The name titleTextColor
is also redundant to me, since there isn't any other text on the windows except the title. It should simply be textColor
.
Closed by #2516
Anyone having issues with the maximize/restore functionality of #2516? The top left can be used to restore, the title can be double-clicked to restore, but the top right shows the maximize icon and doesn't do anything once maximized.
@tresf I don't understand you. Can you give steps to reproduce the issue?
@BaraMGB disclaimer, it could be a Mac bug (I was testing a Mac-specific item when I noticed it).
The screenshot provided in the above post illustrates that a maximized window on Mac still shows the "Maximize" icon. A work-around for this behavior is to double-click the title bar, or to use the context menu from the opposite corner.
@tresf Can you provide a full screen screenshot? I think, I have a clue what's happen on mac with the title bar. On Linux the title bar disappear and these three buttons are shown in the main window menu bar. I think, on mac there isn't a main menu bar. BTW I wonder, what's happen on Ubuntu with Unity? In Unity the menu main bar looks similar to the mac. I have to check that. That's on Gnome:
On Unity it's ugly but no bugs:
It's really strange: you can drag this bar and drop it on all four edges of the window or have it as floating window. Canonical hacks a lot only for looking like mac. :clap:
@BaraMGB what you are describing is correct, the title bar stays on Mac. Is this something we can accommodate?

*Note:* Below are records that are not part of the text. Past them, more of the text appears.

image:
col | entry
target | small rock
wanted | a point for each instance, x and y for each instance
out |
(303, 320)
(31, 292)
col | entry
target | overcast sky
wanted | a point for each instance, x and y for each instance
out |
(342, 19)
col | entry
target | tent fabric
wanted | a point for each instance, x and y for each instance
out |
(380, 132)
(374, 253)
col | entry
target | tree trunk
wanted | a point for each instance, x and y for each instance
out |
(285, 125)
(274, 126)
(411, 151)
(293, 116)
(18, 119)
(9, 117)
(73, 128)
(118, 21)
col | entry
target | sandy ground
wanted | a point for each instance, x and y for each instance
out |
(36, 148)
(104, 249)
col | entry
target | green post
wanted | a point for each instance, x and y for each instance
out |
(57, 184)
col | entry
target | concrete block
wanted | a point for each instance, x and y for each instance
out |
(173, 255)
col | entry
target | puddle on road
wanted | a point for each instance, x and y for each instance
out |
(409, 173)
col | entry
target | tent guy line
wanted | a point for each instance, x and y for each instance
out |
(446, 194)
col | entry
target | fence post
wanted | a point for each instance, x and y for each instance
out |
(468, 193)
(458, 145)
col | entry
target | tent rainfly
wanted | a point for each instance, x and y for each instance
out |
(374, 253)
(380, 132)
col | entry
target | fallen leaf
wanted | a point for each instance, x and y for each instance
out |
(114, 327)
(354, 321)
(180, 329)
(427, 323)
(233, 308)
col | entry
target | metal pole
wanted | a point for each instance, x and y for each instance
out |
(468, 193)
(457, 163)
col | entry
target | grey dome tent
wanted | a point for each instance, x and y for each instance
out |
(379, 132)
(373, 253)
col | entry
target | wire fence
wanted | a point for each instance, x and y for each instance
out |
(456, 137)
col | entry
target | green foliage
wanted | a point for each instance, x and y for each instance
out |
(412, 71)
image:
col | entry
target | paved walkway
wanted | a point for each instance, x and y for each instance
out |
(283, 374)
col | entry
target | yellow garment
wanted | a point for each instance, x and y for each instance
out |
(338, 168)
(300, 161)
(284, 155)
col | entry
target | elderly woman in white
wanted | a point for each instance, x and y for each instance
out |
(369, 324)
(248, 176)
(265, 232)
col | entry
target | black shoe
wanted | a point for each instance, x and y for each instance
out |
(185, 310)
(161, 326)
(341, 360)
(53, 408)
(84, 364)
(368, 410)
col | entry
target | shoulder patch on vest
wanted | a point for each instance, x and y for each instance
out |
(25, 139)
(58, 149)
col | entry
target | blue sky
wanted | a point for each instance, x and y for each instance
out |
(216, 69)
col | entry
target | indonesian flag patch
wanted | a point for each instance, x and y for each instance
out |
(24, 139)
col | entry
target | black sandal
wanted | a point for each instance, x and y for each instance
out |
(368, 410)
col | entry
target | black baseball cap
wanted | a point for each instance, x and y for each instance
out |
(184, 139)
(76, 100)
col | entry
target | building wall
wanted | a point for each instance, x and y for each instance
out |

P.S. we turn off the Unity behavior in our desktop shortcut:
https://github.com/LMMS/lmms/blob/master/cmake/linux/lmms.desktop#L9
@tresf I have tried to fix that blind. Can you test this branch? Or should I make a pull request yet? https://github.com/BaraMGB/lmms/tree/SubWindowDecoMac
Quick testing.... No luck with this patch. Doesn't seem to enter the block as the maximize button never changes to the restore button.
m_maximizeBtn->show();
+ if( isMaximized() )
+ {
+ m_maximizeBtn->hide();
+ m_restoreBtn->move( middleButtonPos );
+ m_restoreBtn->show();
+ }
}
@tresf I think about it.
Okay, next try. I implemented an own restore slot. Sorry, new branchname : https://github.com/BaraMGB/lmms/tree/SubwindowDecoMac @tresf
LMMS is built using Qt and and it uses Qt's QMdiArea (MDI stands for Multiple Document Interface). Every window inside LMMS is a QMdiSubwindow, and they are not themeable using CSS. Their look is hard-coded in the Qt settings for your PC
A solution someone mentioned would be to actually render frameless windows and then draw a custom titlebar on top of them.